Choosing a good Reference value:
Choosing a specific reference value for your item is important. For example, if you only use an invoice number, well then there could be multiple invoices with the same number but are actually different transactions. So, maybe an invoice date and customer id number should be added to the reference.

And, what if in the future, you want to process the items again for whatever reason? Then, you would want a current date or month value on the reference, depending on your requirements.

In other cases, specifically for multiple Adhoc users, you may want to include the username of the person who last saved an input file, so the transactions will be processed per user even if they have the same reference.

So, that was just something else I added to think about.

Outputting results from multiple robots:
Here lies the most difficult part, and one I have not completely solved just yet, but am close.

There have been various ideas presented throughout the forums.
For example,

— You could store an individual file per Robot, so they don’t fight over each other, then merge the files on the last transaction somehow. However, this method is not ideal mostly because a user can’t see the results in real-time and if the process fails, they won’t have any results.

— Or, you could try to do what I’m trying to do is use a RetryScope to check if the file is accessible then change it to Read-Only (this takes about .2-.3 of a second, so is fast). However, not fast enough evidently because Robots are hitting this part at the same time and getting through. This is why I have the ItemPriority value as mentioned earlier, so right after I placed a Delay using this value to space the Robots out. Lastly, before the file is updated, you will want to run that RetryScope a second time to catch the newly spaced out Robots and put them on hold until the file becomes accessible.

Here is that snippet:


image
Then, like I said a second Retry Scope before the file is updated, with only difference should be the Read-Only should be set to False at start, to prevent it from getting stuck if the Read-Only is on.
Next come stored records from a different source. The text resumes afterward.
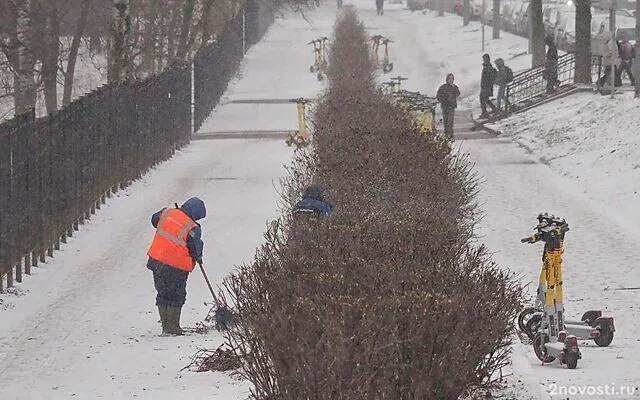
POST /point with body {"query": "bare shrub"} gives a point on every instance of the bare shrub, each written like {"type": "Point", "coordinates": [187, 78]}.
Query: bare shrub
{"type": "Point", "coordinates": [389, 298]}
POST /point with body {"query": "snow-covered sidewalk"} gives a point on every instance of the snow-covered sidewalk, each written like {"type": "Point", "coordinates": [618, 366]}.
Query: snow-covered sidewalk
{"type": "Point", "coordinates": [86, 326]}
{"type": "Point", "coordinates": [601, 247]}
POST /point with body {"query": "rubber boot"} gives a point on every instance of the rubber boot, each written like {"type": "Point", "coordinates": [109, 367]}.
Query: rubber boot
{"type": "Point", "coordinates": [162, 311]}
{"type": "Point", "coordinates": [173, 321]}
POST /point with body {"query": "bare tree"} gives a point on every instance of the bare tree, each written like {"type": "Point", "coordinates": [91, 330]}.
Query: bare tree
{"type": "Point", "coordinates": [120, 30]}
{"type": "Point", "coordinates": [25, 92]}
{"type": "Point", "coordinates": [496, 19]}
{"type": "Point", "coordinates": [537, 34]}
{"type": "Point", "coordinates": [583, 41]}
{"type": "Point", "coordinates": [73, 53]}
{"type": "Point", "coordinates": [187, 18]}
{"type": "Point", "coordinates": [50, 38]}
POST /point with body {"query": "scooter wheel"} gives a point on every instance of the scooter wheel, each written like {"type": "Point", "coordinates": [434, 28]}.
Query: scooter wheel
{"type": "Point", "coordinates": [571, 360]}
{"type": "Point", "coordinates": [523, 315]}
{"type": "Point", "coordinates": [604, 341]}
{"type": "Point", "coordinates": [532, 326]}
{"type": "Point", "coordinates": [538, 348]}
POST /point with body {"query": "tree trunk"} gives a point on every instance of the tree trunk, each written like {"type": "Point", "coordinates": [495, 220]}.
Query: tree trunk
{"type": "Point", "coordinates": [171, 36]}
{"type": "Point", "coordinates": [583, 41]}
{"type": "Point", "coordinates": [50, 56]}
{"type": "Point", "coordinates": [73, 55]}
{"type": "Point", "coordinates": [636, 63]}
{"type": "Point", "coordinates": [537, 34]}
{"type": "Point", "coordinates": [150, 40]}
{"type": "Point", "coordinates": [26, 81]}
{"type": "Point", "coordinates": [187, 17]}
{"type": "Point", "coordinates": [120, 29]}
{"type": "Point", "coordinates": [496, 19]}
{"type": "Point", "coordinates": [466, 12]}
{"type": "Point", "coordinates": [204, 25]}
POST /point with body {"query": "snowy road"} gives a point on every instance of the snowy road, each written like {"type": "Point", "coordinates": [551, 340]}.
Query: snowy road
{"type": "Point", "coordinates": [87, 327]}
{"type": "Point", "coordinates": [601, 248]}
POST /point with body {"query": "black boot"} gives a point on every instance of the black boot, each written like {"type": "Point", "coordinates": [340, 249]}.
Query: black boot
{"type": "Point", "coordinates": [173, 321]}
{"type": "Point", "coordinates": [162, 311]}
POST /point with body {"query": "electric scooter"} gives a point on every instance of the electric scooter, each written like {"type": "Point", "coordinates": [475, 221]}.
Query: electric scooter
{"type": "Point", "coordinates": [317, 52]}
{"type": "Point", "coordinates": [387, 65]}
{"type": "Point", "coordinates": [300, 137]}
{"type": "Point", "coordinates": [593, 325]}
{"type": "Point", "coordinates": [552, 341]}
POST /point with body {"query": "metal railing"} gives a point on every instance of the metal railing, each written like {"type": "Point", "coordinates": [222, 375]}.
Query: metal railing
{"type": "Point", "coordinates": [530, 86]}
{"type": "Point", "coordinates": [55, 171]}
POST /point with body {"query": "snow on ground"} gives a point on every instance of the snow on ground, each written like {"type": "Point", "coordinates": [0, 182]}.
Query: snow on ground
{"type": "Point", "coordinates": [586, 185]}
{"type": "Point", "coordinates": [87, 325]}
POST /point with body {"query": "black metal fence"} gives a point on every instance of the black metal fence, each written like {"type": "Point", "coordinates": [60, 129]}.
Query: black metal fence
{"type": "Point", "coordinates": [530, 86]}
{"type": "Point", "coordinates": [57, 170]}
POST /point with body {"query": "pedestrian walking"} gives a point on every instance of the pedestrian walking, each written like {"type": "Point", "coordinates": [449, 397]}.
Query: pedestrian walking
{"type": "Point", "coordinates": [448, 95]}
{"type": "Point", "coordinates": [176, 248]}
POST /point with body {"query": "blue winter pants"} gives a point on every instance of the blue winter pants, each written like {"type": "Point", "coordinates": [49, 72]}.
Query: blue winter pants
{"type": "Point", "coordinates": [171, 285]}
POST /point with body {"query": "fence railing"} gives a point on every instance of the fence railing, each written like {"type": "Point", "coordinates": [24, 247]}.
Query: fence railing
{"type": "Point", "coordinates": [530, 86]}
{"type": "Point", "coordinates": [56, 171]}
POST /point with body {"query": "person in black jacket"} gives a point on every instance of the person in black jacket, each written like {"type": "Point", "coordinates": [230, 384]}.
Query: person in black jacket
{"type": "Point", "coordinates": [551, 65]}
{"type": "Point", "coordinates": [487, 80]}
{"type": "Point", "coordinates": [448, 97]}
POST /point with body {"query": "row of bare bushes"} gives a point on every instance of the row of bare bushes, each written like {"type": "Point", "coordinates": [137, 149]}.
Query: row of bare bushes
{"type": "Point", "coordinates": [389, 298]}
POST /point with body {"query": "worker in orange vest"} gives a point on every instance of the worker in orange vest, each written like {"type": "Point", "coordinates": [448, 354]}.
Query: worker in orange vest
{"type": "Point", "coordinates": [176, 248]}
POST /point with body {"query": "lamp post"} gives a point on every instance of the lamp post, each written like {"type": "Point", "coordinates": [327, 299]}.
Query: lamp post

However, as mentioned, this is still not working, while stress testing, and resulting in the file not being accessible “occassionally” but not often. Note: I also have it where it saves the file to a copy if it is being used, so no errors occur.

So the trick is getting this part working properly. Maybe I’m missing something.


Anyway, those are my insights, and I most likely left parts off. I can’t provide any .xaml files since these files are internal to company at this time.

You can also check out my topic posted here for some additional thoughts:

Regards.

Clayton

5 Likes

I wanted to add that the first about about Starting the Job from the project until the number of robots were reached, was intended as a way to manage Adhoc/Manual triggers. You don’t necessarily need this part for Scheduled Jobs. But at the same time, it spaces out the job starts so they are less likely to fight over each other.

This is something I’ve thought about, but not actually done anything with yet, as we only have one production robot on our enterprise license, however…

Could you use SetTransactionStatus to update the output value of each queue item your process, and then have a Start Job in the “End Process” part of the ReFramework to start a workflow with a loop to iterate through the queue items, read the output (or exception) values, and add them to your spreadsheet?